- Born: 1934 United Kingdom
- Died: 6 May 1958 (aged 24) HM Prison Swansea, Swansea, Wales
- Cause of death: Execution by hanging
- Known for: Last person hanged in Wales
- Conviction: Capital murder
- Criminal penalty: Death

= Vivian Teed =

Last person executed in Wales

Vivian Frederick Teed (1934 – 6 May 1958) was the last person to be hanged in Wales. He was charged with the murder of 73-year-old William Williams on 15 November 1957. The case was controversial at the time due to Teed's claims of mental illness, and may have hastened the abolition of capital punishment in the United Kingdom.

==Background==
Teed was one of nine children brought up in Swansea. During the Second World War Teed was evacuated to a country village. He had served in the Royal Air Force but was discharged for going absent without leave. At the time of his arrest, he was unemployed and had two prior convictions for violent offences. Teed was in a relationship with a woman named Beryl Doyle, who lived with him in Limeslade.

==Murder of William Williams==
On the night of 15 November 1957, Teed broke into the Fforestfach post office, where he had previously done some construction work, with intent to rob it. He was wearing women's silk stockings over his hands to avoid leaving fingerprints. Teed was not expecting anyone to be in the building, but encountered 73-year-old postmaster William Williams, who asked him what he was doing there. Teed panicked and beat Williams 27 times with a hammer before leaving the scene empty-handed.

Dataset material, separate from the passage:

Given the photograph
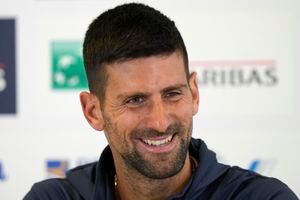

The beating was so violent that the hammer used in the attack snapped. Williams died of the injuries inflicted during the robbery.

Following his escape, Teed made his way to a nearby bar called the Cwmbwrla Inn. While there, he confessed to a man named Ronald Williams (no relation to the victim) that "I’ve done that Fforestfach job. I hit the man. I couldn’t find the safe keys and he was coming to, so I left him and didn’t take anything." Teed was known as a compulsive liar and Williams did not believe his story.

==Investigation==
Williams' body was discovered the next morning by post office employee Margaret John. Police discovered Teed's footprints at the scene, along with one of the stockings he had used to conceal his fingerprints. The hammer used to kill Williams was traced back to a toolbox belonging to Teed's father. Teed was arrested three days after the murder. Police found Williams' blood on his clothes and shoes, and he soon confessed.

==Trial and execution==
Teed was committed for trial on 19 November 1957. His trial took place in March 1958. The witnesses included several scientists who testified as to the forensic evidence against Teed, and a prison officer who stated that Teed had confessed to him while on remand. Teed's lawyers argued that he was "suffering from abnormality of the mind which impaired substantially his mental responsibility". The jury's deliberations were long and arduous; twice they failed to reach a verdict, but on the third occasion Teed was convicted of murder and sentenced to death. While awaiting execution, Teed was deemed sane by Home Office psychiatrists sent to assess his condition. An appeal was rejected a month after the conviction and Home Secretary Rab Butler rejected petitions for mercy. Teed was executed by hanging on 6 May 1958.